PersistentVolumes & StorageClasses: Deep Dive

This document explains how the Kubernetes storage layer works, from PV/PVC binding mechanics through CSI drivers, volume snapshots, and production storage patterns. It covers the “why” behind access modes, reclaim policies, topology-aware provisioning, and the trade-offs you face when choosing storage for real workloads.

The Storage Abstraction Stack

Kubernetes separates storage into three layers. Each has a distinct role.

StorageClass defines how storage is provisioned. It specifies the provisioner, parameters (IOPS, replication, filesystem type), and reclaim policy. Think of it as a storage template controlled by cluster administrators.

PersistentVolume (PV) is a piece of storage in the cluster. It exists independently of any pod. PVs can be created manually (static provisioning) or automatically by a StorageClass (dynamic provisioning).

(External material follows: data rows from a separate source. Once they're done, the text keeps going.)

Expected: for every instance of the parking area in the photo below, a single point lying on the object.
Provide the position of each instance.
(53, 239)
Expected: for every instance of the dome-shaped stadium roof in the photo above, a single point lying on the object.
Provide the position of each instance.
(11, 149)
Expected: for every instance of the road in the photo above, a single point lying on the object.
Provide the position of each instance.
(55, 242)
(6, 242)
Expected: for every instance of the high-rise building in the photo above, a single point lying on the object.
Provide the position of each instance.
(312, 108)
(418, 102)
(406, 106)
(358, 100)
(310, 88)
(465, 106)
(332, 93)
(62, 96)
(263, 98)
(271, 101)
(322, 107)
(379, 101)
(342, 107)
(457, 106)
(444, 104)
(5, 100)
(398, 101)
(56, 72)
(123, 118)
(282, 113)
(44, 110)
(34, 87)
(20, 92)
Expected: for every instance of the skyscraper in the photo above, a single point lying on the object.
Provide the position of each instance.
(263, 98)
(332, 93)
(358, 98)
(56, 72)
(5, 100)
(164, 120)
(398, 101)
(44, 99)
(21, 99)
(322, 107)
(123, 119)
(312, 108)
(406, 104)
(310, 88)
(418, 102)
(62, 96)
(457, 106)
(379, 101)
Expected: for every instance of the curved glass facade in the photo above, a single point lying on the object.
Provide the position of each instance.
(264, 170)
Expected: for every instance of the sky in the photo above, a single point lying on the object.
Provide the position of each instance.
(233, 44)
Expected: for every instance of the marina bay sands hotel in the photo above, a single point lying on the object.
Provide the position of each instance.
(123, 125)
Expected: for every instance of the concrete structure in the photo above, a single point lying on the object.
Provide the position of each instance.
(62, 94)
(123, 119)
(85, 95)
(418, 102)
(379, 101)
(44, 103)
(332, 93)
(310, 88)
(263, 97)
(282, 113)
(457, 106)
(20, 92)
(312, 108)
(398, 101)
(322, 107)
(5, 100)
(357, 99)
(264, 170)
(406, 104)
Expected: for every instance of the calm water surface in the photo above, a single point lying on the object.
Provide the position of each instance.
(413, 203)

PersistentVolumeClaim (PVC) is a request for storage by a pod. It specifies capacity, access mode, and optionally a StorageClass. Kubernetes binds the PVC to a matching PV.

StorageClass (how to provision)
    |
    v
PersistentVolume (a piece of storage)
    |
    v (bound)
PersistentVolumeClaim (a request for storage)
    |
    v (mounted)
Pod

This separation exists so developers request storage without knowing the backend, and administrators configure backends without knowing the applications. The PVC is the contract between the two.

PV/PVC Binding Mechanics

When a PVC is created, the control plane looks for a PV that satisfies all requirements. Binding considers several factors.

Capacity

The PV’s capacity must be greater than or equal to the PVC’s request. A PVC requesting 256Mi can bind to a 256Mi or 1Gi PV, but not a 128Mi PV.

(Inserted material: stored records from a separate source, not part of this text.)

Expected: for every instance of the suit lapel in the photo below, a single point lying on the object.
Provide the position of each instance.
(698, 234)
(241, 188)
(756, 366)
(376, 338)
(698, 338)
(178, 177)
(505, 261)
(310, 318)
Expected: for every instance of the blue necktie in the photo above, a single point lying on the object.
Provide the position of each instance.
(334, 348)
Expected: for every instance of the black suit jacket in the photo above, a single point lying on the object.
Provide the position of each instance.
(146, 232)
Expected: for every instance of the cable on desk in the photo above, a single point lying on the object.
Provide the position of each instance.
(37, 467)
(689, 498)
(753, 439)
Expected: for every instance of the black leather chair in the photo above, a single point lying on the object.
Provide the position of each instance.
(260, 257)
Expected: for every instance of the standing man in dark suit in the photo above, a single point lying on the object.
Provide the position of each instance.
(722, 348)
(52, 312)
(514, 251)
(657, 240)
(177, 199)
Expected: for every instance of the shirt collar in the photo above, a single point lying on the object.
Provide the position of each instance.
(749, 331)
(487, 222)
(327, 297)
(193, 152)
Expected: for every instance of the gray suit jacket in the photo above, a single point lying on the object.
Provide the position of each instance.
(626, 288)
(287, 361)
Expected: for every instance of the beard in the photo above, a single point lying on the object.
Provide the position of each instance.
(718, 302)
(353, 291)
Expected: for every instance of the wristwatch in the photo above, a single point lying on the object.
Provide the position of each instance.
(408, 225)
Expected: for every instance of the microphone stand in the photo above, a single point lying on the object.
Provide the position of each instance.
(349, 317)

From this demo’s dynamic PVC:

apiVersion: v1
kind: PersistentVolumeClaim
metadata:
  name: dynamic-pvc
  namespace: storage-demo
spec:
  accessModes:
    - ReadWriteOnce
  resources:
    requests:
      storage: 256Mi
  storageClassName: standard

Access Modes

The PV must support the access mode requested by the PVC. A PV offering only ReadWriteOnce cannot satisfy a PVC requesting ReadWriteMany.

Label Selectors

A PVC can use a label selector to target a specific PV. This is how static provisioning works in this demo:

apiVersion: v1
kind: PersistentVolume
metadata:
  name: manual-pv
  labels:
    type: local
spec:
  capacity:
    storage: 128Mi
  accessModes:
    - ReadWriteOnce
  persistentVolumeReclaimPolicy: Retain
  hostPath:
    path: /tmp/manual-pv-data
---
apiVersion: v1
kind: PersistentVolumeClaim
metadata:
  name: manual-pvc
  namespace: storage-demo
spec:
  accessModes:
    - ReadWriteOnce
  resources:
    requests:
      storage: 128Mi
  selector:
    matchLabels:
      type: local

The PVC uses selector.matchLabels to find only PVs labeled type: local. Without the selector, Kubernetes could bind to any available PV matching capacity and access mode.

StorageClass

If the PVC specifies a storageClassName, it only binds to PVs with the same class. Omitting storageClassName uses the cluster’s default StorageClass (if one exists). Setting storageClassName: "" explicitly opts out of dynamic provisioning.

Binding Is Exclusive

A PV binds to exactly one PVC. Once bound, the PV is reserved until the PVC is deleted. This is a 1:1 relationship.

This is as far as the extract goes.